Dr. Rotolo received her MD from the University of Torino in her native Italy, where she also completed a residency and hematology fellowship before an additional fellowship at Imperial College London Hammersmith Hospital. While in London, she was offered an opportunity to study the development of novel therapeutic strategies for relapsed/refractory lymphoma patients. “It was 2013, a number of exciting reports were suggesting that CAR T-cells could potentially cure B-cell lymphoma patients where all available treatments had previously failed,” she says. “Hence, in 2014 I enrolled in a PhD program at Imperial College London and committed to research in the field of CAR immunotherapy.” Upon completing her PhD, Dr. Rotolo became a Postdoctoral Fellow at the University of Pennsylvania in order to work with CAR T-cell pioneer Carl June, MD, and her Fellowship sponsor, Marco Ruella, MD.
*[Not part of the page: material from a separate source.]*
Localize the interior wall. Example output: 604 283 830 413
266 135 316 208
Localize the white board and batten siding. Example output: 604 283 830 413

Dr. Rotolo says receiving the LRF Postdoctoral Fellowship Grant will aid her career development as an independent researcher. “Thanks to LRF support, I will be able to continue working at Penn and move forward my research project. Given the strong translational connotation of my project and the vibrant scientific environment of my Institution, I also anticipate that my LRF funded postdoc will be of great educational value and will enormously impact my academic career.”